Maoist Internationalist Movement

"That Obscure Object of Desire"
Directed by Luis 
Bunuel 104 minutes, 1977

Bunuel depicts gender relations in imperialist 
society, as typified by those between a rich 
French man Mathieu perhaps three times older than 
the 18 year-old maid Conchita from Spain that he 
pursues. Here the cash-sex intersection is out in 
the open when Mathieu gives money to Conchita and 
her mother repeatedly and generously while going 
out with Conchita.

What is obscure about the object of desire--the 
maid who refuses to make love and comes up with 
endless excuses--is that she seems to have some 
independence, but for what reason we do not see. 
On the surface, she appears obsessed with showing 
that she is independent of the man who has much 
more money. Yet such displays of "independence" 
are themselves reactions to economic inequality 
and questionable even in their best form.

For MIM, the film is realistic but dangerously 
subtle. We could say that Conchita is obscure 
because she is tied up with terrorists or 
gangsters, and merely keeps a secret, but that 
would not fully answer why she does what she does.

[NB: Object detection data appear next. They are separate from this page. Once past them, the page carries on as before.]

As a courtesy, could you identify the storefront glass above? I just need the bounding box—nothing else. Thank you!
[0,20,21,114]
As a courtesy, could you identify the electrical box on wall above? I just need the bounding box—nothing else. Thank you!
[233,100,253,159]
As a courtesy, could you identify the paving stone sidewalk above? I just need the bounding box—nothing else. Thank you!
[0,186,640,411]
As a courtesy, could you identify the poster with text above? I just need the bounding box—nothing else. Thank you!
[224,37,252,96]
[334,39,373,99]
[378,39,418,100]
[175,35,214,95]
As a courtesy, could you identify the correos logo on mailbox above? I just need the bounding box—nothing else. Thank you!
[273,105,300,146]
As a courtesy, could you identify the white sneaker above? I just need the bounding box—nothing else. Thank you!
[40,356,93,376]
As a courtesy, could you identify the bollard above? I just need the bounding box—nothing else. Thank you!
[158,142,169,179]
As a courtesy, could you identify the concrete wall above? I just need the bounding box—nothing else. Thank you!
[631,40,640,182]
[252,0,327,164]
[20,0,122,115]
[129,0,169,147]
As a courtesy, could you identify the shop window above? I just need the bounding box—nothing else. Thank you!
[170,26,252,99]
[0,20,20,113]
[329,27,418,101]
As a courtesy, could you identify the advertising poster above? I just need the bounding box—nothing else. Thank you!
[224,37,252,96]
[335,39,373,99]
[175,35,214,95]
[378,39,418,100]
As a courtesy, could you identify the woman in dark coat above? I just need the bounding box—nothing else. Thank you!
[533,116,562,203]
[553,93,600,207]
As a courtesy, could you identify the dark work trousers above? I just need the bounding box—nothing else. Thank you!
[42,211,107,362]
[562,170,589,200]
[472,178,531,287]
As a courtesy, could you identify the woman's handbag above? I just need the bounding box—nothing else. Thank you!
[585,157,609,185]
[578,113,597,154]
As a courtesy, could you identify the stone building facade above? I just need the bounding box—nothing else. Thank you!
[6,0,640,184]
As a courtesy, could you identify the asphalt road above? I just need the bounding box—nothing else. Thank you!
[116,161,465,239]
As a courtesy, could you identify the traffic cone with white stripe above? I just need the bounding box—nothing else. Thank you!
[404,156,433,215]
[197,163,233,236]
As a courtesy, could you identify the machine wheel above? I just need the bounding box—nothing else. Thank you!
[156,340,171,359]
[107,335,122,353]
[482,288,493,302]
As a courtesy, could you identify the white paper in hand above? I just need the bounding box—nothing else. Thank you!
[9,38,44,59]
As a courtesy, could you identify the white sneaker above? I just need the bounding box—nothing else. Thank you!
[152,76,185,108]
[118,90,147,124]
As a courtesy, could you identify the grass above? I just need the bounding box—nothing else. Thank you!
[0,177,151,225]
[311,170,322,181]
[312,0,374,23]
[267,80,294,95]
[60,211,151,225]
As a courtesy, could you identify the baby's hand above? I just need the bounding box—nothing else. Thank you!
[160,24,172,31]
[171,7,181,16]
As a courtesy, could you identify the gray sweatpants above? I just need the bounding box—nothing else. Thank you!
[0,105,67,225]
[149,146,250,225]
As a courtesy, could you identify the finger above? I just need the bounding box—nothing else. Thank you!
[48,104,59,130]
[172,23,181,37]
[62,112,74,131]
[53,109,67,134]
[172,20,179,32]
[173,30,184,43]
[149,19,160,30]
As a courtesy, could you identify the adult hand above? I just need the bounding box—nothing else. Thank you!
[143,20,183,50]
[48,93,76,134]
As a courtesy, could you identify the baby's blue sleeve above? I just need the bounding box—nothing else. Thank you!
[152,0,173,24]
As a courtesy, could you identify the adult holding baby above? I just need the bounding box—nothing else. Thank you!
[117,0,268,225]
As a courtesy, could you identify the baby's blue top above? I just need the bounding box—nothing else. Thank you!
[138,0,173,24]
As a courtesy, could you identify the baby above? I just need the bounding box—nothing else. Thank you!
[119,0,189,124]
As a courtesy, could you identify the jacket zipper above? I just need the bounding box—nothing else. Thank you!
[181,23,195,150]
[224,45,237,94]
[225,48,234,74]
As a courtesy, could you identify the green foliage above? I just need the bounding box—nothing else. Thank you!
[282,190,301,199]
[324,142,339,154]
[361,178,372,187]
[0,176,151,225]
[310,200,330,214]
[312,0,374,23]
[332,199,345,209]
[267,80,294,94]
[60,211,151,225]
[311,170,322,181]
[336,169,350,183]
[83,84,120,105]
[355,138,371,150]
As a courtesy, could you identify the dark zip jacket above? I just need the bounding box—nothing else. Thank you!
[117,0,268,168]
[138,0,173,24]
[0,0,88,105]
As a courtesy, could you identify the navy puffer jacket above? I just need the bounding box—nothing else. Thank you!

Mathieu himself says in the film that Conchita 
could get much more money from him than he has 
given, so he rules out that the relationship is 
just about money. On the other hand, perhaps 
Conchita has simply decided to "string along" 
Mathieu in order to get more money on a long-term 
basis. Not surprisingly, Conchita manages to play 
the "virgin" Catholic role at first and ends up 
making money as a nude dancer later.

In real life, there are many reasons that wimmin 
behave like Conchita, so it does not have to be 
for money or for a terrorist cause directly. 
Nonetheless, we at MIM would like to see how many 
relationships like this one would continue to 
exist in a society with no commodity relations. 
Even people who do not need money or a terrorist 
cause will sometimes act as if they do because of 
what is happening in society-at-large.

Some will condemn both characters and some will 
imitate them--that is the problem with treating 
this subject in the manner Bunuel did without 
clear heroes and villains. On the other hand, it 
is in realities such as we see in this film that 
we can do the most to practice clarity on gender 
questions. Again we give this film a thumbs up for 
cutting through the crap to the essence of how 
capitalism twists humyn relationships. We suggest 
to our readers not to root for either character: 
the relationship is too twisted for either 
character or gender to fix without revolution.